Zander unveiled the Razr in the fall of 2004. That quarter, Motorola shipped 750,000 of them—a fraction of the 29 million handsets the company shipped in that same period. For all of 2005, Motorola planned to make only 2 million Razrs. But Ron Garriques, Zander’s new head of the cell-phone division, pushed for 20 million. That proved to be the key decision. The company shipped a total of 146 million phones for the year, up 40 percent from 2004, with much of the growth coming from the Razr. For all of 2005, Motorola’s revenue grew 18 percent to $37 billion. It had net income of $4.6 billion, three times the previous year’s total.
Galvin got the Razr started, but it took a salesman like Zander to make it huge.
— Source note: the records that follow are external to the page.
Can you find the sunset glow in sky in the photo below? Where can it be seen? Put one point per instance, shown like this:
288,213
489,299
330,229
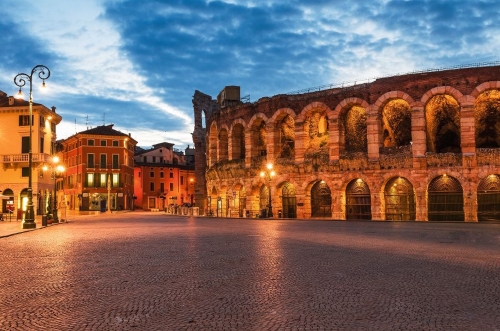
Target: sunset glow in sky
136,64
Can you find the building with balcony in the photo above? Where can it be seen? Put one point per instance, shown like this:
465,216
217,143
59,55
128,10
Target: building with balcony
99,165
422,146
14,151
163,176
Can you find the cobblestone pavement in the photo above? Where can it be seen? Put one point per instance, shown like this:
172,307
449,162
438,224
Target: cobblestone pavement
149,271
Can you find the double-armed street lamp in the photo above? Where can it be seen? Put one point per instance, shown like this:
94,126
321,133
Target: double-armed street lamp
269,174
56,170
20,80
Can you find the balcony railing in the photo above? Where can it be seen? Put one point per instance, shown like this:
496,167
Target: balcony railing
36,157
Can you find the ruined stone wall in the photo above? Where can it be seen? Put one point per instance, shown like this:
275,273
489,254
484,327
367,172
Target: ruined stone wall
391,149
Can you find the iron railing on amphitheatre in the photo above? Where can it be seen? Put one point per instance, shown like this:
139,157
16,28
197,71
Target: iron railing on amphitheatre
353,84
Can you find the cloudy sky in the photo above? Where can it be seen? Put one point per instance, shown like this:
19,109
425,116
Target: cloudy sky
137,63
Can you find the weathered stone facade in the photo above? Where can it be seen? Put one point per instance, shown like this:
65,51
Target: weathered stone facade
422,146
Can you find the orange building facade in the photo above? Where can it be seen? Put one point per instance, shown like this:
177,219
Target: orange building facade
99,170
163,177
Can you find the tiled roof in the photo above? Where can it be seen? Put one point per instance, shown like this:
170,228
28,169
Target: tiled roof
104,130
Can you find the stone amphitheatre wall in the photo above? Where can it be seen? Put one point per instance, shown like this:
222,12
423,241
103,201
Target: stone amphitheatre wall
420,146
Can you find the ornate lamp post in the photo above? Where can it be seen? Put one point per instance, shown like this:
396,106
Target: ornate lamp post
269,174
20,80
56,170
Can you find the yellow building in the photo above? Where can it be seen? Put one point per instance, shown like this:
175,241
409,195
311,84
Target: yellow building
14,151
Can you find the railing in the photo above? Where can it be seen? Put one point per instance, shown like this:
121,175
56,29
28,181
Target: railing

Yet the way he managed its success would help undo Motorola’s resurgence in an astoundingly short period of time.
The Razr’s outsize triumph masked what was not happening otherwise in the cell-phone division under Garriques. The Galvin culture was half dismantled, but Zander’s culture was not yet in place. Motorola engineers and designers were getting the message not to do anything the old way, but they weren’t sure of the new direction. In that atmosphere, little was done to follow the Razr with a new and better creation. And when Zander spun off the semiconductor division into a company called Freescale, Motorola agreed to use Freescale’s chips in its phones exclusively for two years—a disastrous move, since the chips lagged behind those made by other suppliers. Zander cut a deal with Apple to put iTunes on a Motorola phone—an iPhone before the iPhone existed—but the model never caught on. Nor did Motorola ever update its core software platform, P2K. It’s still on the phones Motorola ships today. Outdated and difficult to work with, P2K has turned into a software morass that prevents Motorola from getting new designs to market quickly. In the meantime, Nokia has created a modern software platform for all its phones, allowing it to efficiently design and build new models. It’s a key reason Nokia keeps stealing market share from Motorola.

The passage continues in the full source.